117. Dans ces circonstances, le rôle de l’OCDE dans la conception
de politiques visant à prévenir ou à atténuer les tendances négatives
tout en favorisant des tendances positives est plus important que
jamais. Il est essentiel que la communauté des pays membres et des
candidats à l’adhésion à l’OCDE demeure attachée, comme réaffirmé
dans les conclusions politiques du Conseil au niveau des Ministres
de 2023, aux valeurs fondamentales que sont les libertés individuelles,
la démocratie, l’état de droit, la protection des droits humains,
l’égalité de genre, la durabilité de l’environnement et la lutte
contre les inégalités, ainsi que la diversité et l’inclusion.

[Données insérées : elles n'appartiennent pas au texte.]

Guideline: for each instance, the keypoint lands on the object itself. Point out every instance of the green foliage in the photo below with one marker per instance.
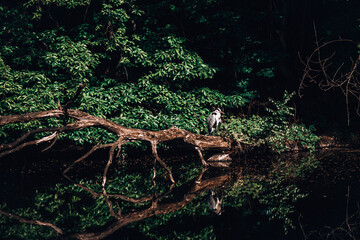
(74, 210)
(275, 194)
(274, 131)
(140, 73)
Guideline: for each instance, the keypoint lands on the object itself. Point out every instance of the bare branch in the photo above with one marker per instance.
(37, 222)
(93, 149)
(35, 142)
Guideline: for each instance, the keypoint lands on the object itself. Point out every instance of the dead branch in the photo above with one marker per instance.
(85, 120)
(35, 142)
(321, 71)
(37, 222)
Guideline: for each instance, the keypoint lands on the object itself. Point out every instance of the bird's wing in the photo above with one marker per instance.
(211, 121)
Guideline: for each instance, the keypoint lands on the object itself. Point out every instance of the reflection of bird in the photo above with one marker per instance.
(214, 120)
(214, 203)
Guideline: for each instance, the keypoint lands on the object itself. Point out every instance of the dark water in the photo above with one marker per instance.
(292, 196)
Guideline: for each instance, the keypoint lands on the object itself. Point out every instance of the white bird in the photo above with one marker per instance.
(214, 120)
(214, 202)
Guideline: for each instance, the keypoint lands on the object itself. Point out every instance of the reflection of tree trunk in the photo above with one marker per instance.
(194, 190)
(85, 120)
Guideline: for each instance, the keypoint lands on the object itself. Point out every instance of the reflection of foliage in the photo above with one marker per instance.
(274, 130)
(274, 195)
(74, 210)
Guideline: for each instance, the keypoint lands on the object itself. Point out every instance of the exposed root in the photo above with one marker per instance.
(40, 223)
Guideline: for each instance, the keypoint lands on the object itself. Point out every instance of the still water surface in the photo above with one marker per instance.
(292, 196)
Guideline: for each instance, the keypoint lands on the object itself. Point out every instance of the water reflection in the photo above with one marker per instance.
(261, 198)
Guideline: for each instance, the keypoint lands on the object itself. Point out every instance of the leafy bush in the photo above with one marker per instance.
(274, 131)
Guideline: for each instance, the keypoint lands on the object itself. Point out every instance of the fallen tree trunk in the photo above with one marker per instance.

118. En outre, il est essentiel que les États membres de l’OCDE
et les États candidats aient réaffirmé, dans la déclaration du Conseil
ministériel de 2023, l’importance du multilatéralisme et de l’unité
pour relever les défis mondiaux, ainsi que la volonté d’aller au-delà
des États membres actuels pour renforcer et développer des partenariats
mondiaux.
119. Par conséquence, le rôle des institutions collaboratrices,
telles que le Conseil de l’Europe, devrait consister à favoriser
le dégagement d’un consensus entre leurs membres, tout en œuvrant
pour combler les fossés diplomatiques. Des politiques globales tenant
compte non seulement des enjeux fiscaux et économiques, mais aussi
de tous les éléments de la réalité économique des pays, y compris
les défis environnementaux, les politiques sociales et de l’emploi,
sont la clé d’une réponse efficace, en s’attachant à ne laisser
personne pour compte. Une des forces de l’OCDE réside précisément
dans la nature globale et multidimensionnelle de ses travaux.